Io non avevo detto niente alla redazione, poi stamani mi arriva il primo sms di Vinciguerra, che dopo deve avere avvertito in studio.
Ecco quindi che nel Pentasport a sorpresa parte l’augurio del trio Bardazzi-Loreto-Baragatti e a quel punto fioccano i messaggi di auguri.
Mamma mia, trent’anni di radiocronaca…
Sono quasi un fanatico del passato, non so se succede anche a voi, ma io spesso mi sorprendo a ricordare cosa facevo dieci, quindici, venti anni fa in quel mese.
E ancora fantastico con le proiezioni: dunque, oggi Valentina ha diciassette anni e quattro mesi, io alla sua età uscivo da quella determinata crisi, e così via…
E la Camilla all’età di Cosimo com’era, e io cosa stavo combinando nel settembre 2005?
Insomma mi trastullo mentalmente così, che è poi un modo per allenare la memoria che vi assicuro era veramente notevole e che ora perde dei colpi, con l’aggravante di essere stato uno che si ricordava quasi tutto (nel periodo di Natale, complice il rilassamento mentale ne ho combinate un paio niente male).
Figuriamoci dunque se non ricordo com’ero a 22 anni quattro mesi e 3 giorni e come andò quella giornata.
Le trasferte le facevo con Franco Picchiotti, delizioso giornalista di Canale 48 che sarebbe poi andato a La Nazione e che ad ogni viaggio comprava all’autogrill un regalo per il suo bambino, oggi ultratrentenne.
La domenica mattina stranamente Radio Blu trasmetteva ed io feci un paio di collegamenti per annunciare la grande novità: avremmo fatto la radiocronaca!

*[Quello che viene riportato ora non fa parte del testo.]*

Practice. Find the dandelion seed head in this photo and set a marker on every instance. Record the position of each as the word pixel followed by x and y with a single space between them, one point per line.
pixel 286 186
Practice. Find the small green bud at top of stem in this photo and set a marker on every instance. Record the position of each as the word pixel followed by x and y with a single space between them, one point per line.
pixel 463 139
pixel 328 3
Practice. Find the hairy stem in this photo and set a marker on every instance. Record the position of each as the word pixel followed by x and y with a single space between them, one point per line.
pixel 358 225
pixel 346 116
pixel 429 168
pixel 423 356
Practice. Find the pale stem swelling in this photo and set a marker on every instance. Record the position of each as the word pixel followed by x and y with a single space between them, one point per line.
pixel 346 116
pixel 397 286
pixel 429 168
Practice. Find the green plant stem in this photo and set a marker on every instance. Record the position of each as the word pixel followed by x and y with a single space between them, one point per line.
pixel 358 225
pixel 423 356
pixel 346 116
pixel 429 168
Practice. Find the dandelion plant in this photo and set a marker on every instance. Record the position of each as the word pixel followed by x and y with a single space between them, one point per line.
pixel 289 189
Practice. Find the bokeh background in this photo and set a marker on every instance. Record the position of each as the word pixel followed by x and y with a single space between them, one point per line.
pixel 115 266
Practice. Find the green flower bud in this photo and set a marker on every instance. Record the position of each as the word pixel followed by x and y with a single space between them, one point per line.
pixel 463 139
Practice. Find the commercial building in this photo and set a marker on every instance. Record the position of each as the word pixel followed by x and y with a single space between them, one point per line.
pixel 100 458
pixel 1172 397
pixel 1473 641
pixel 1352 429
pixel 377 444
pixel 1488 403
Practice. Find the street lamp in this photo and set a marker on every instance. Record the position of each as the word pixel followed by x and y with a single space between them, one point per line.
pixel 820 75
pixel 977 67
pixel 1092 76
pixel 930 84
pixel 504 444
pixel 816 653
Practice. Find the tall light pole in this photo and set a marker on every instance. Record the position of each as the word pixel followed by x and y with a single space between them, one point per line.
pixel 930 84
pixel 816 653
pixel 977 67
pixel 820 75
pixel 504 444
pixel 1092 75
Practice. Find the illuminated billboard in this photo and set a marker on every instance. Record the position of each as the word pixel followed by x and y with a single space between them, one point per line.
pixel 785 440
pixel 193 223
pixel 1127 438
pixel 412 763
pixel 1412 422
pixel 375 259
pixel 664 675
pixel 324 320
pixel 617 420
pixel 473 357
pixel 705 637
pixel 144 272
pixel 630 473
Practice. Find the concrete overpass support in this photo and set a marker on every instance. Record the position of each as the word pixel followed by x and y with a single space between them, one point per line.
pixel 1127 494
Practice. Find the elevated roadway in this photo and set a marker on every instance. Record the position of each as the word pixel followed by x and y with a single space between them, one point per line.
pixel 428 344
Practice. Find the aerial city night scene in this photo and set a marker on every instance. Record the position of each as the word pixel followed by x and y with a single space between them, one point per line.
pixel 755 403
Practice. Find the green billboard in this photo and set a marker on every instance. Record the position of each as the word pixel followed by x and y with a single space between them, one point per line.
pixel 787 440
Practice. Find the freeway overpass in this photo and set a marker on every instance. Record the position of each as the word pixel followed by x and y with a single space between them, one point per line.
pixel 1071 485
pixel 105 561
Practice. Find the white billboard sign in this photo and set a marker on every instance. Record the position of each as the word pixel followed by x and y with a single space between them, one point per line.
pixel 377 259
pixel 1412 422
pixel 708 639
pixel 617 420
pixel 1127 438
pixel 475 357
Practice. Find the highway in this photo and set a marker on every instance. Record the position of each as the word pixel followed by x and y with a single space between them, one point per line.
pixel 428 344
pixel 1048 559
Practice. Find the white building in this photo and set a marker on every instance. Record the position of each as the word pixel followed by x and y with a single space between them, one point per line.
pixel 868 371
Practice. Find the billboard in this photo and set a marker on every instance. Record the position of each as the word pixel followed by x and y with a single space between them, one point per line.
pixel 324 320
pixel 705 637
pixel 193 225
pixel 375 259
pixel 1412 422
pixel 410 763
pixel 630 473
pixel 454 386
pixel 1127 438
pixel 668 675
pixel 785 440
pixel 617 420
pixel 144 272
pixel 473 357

Ero molto concitato e ripetitivo, uno strazio, questo lo ricordo bene.
Della partita Udinese-Fiorentina invece non è rimasto in testa niente, nemmeno un’occasione da gol che forse non c’è neanche stata, nelle tracce del passato c’è posto solo per la mia vertiginosa caduta di ritmo dopo venti minuti sparatissimi.
Ero terribilmente voglioso di fare qualcosa nel giornalismo, ma non mi considerava nessuno nei quotidiani.
E neanche nelle televisioni fiorentine in cui imperversavano Isler e Macilletti, che mi guardavano dall’alto in basso.
Con la radio guadagnavo più o meno centomila lire al mese, ma dall’età di diciannove anni mi mantenevo vendendo vernici (bombolette spray della Sadim) e pubblicità per Janovitz, in più davo molti esami a Scienze Politiche perché avevo sfidato il mio futuro primo suocero sul fatto che mi sarei laureato (poi, per colpa del tedesco, ce l’ho fatta solo a 28 anni).
Facevo spesso tardissimo a giocare d’azzardo, perdevo com’è logico abbastanza (perché nel gioco non si vince mai), avevo un sacco di capelli, ero un po’ presuntuoso e prendevo moltissime usciate nel viso, ma è stato tutto davvero molto bello.
Perché “a vent’anni è tutto ancora intero, a vent’anni si ha tutto chi lo sa, a vent’anni si è stupidi davvero, quante balle si ha in testa a quell’età”.
Ma soprattutto sono stato fortunato ad esserci ancora, trent’anni e quasi milletrecento radiocronache dopo.